2. **A single `float16.add_full` Verilog block** that runs the complete IEEE-754 pipeline for a 16-bit operand pair is not derivable from the published safetensors files alone.
## The intended path forward
The right fix is in `build.py`: when generating each float stage, register the inter-stage signal IDs so that, e.g., `float16.unpack.bit15` (sign of `a`) and `float16.add.sign_a` are the same signal in the global registry, with metadata that exposes the per-stage contract by *role* (`sign_a`, `exp_a`, `mant_a`) rather than by ad-hoc port name. The schema-versioned metadata from `safetensors2verilog`'s frontend (see `core.SIGNAL_REGISTRY_SCHEMA_VERSION_LATEST`) is the place to land this.

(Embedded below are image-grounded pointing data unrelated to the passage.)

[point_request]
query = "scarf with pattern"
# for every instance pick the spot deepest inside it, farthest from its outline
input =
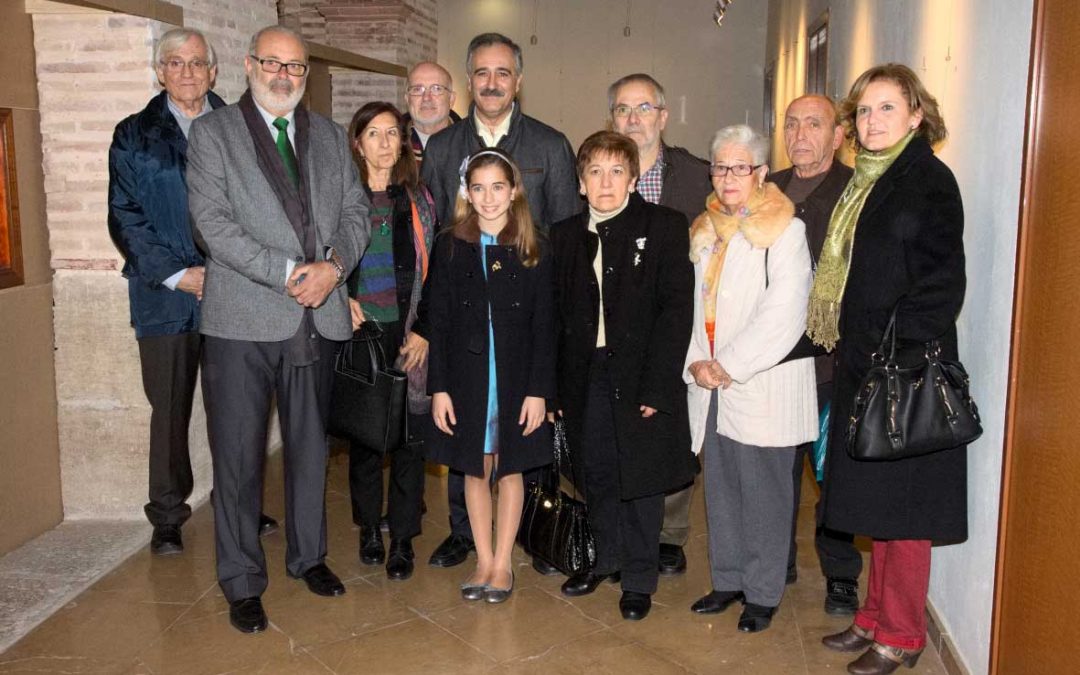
(823, 315)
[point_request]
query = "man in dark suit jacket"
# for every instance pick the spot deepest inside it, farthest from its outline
(275, 198)
(814, 183)
(148, 221)
(673, 177)
(545, 160)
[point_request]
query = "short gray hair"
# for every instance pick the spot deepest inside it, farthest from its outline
(741, 135)
(490, 39)
(638, 78)
(283, 30)
(174, 39)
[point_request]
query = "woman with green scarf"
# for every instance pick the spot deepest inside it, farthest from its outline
(895, 241)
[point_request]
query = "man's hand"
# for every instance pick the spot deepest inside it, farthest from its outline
(415, 352)
(319, 280)
(356, 311)
(192, 281)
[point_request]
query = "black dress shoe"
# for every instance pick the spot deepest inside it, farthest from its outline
(544, 567)
(716, 602)
(635, 606)
(370, 547)
(841, 596)
(755, 618)
(267, 525)
(586, 582)
(322, 581)
(247, 615)
(166, 540)
(454, 551)
(400, 561)
(672, 559)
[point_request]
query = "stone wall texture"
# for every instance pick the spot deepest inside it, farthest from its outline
(93, 70)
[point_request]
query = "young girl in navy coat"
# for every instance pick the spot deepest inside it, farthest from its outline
(491, 358)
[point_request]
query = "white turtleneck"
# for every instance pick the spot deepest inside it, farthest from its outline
(596, 217)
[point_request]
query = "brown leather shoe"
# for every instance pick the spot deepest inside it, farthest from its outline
(881, 660)
(853, 638)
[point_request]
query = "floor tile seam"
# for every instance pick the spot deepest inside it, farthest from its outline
(461, 639)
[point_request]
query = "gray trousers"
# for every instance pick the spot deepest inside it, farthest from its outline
(748, 496)
(240, 380)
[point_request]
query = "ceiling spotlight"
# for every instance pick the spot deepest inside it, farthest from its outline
(721, 8)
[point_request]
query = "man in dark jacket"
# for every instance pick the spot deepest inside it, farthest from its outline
(673, 177)
(543, 156)
(148, 221)
(814, 183)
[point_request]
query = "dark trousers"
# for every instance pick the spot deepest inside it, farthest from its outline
(836, 551)
(170, 367)
(626, 530)
(240, 380)
(406, 468)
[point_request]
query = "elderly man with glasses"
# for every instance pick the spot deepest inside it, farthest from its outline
(277, 200)
(673, 177)
(148, 220)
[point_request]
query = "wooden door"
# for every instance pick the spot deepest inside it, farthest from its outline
(1037, 589)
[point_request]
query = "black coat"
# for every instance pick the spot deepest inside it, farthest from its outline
(648, 311)
(908, 248)
(522, 320)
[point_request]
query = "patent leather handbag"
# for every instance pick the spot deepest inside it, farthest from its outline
(368, 397)
(907, 412)
(554, 525)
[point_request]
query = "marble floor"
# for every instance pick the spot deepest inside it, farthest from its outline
(166, 615)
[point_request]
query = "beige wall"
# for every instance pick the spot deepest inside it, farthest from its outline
(713, 76)
(29, 453)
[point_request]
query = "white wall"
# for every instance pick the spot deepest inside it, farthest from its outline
(581, 50)
(973, 56)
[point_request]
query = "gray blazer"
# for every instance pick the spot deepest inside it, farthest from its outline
(248, 238)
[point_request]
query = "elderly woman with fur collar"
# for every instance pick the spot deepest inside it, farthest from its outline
(750, 405)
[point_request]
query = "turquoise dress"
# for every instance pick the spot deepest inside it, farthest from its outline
(491, 431)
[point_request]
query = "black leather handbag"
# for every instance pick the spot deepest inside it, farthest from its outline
(368, 397)
(901, 413)
(554, 525)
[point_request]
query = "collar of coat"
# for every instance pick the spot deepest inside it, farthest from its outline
(765, 217)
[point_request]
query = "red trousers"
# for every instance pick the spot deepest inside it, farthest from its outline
(895, 607)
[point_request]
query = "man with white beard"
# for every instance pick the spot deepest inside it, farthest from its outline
(278, 206)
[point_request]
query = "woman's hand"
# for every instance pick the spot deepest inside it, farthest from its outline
(358, 313)
(442, 412)
(415, 351)
(704, 375)
(534, 412)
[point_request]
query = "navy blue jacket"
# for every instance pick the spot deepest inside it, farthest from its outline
(148, 217)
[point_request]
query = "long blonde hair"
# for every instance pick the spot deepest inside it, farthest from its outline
(520, 232)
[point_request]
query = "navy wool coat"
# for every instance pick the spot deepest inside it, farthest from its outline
(521, 307)
(908, 248)
(648, 313)
(148, 217)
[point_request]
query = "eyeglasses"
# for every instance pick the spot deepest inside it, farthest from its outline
(274, 66)
(741, 171)
(177, 65)
(420, 90)
(643, 110)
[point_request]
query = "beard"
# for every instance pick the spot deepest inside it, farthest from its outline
(278, 94)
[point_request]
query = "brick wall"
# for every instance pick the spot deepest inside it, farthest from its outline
(93, 70)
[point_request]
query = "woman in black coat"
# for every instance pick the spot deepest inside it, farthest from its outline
(624, 307)
(906, 253)
(491, 358)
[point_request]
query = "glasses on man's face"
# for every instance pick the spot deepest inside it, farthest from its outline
(274, 66)
(643, 110)
(177, 65)
(718, 171)
(420, 90)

Once that is in place, `safetensors2verilog --circuit float16.add_full` would emit a single composed top-level module by walking the now-explicit cross-stage wiring. The dependency-closure extractor already does the heavy lifting; it currently produces correct output for any circuit whose internal wiring is already explicit (e.g. `arithmetic.ripplecarry8bit`).
## Workaround today
For end-to-end float16-add evaluation, run the existing gate-level fitness suite which exercises the composed pipeline through Python eval:
```bash
python eval_all.py variants/neural_alu8.safetensors --debug 2>&1 | grep -A 20 "FLOAT16 ADD"
```
For Verilog-side experimentation, pick one stage at a time and feed it driven testbench inputs that match the role each port plays in the original pipeline (read off `build.py`'s `infer_*` routines for that stage).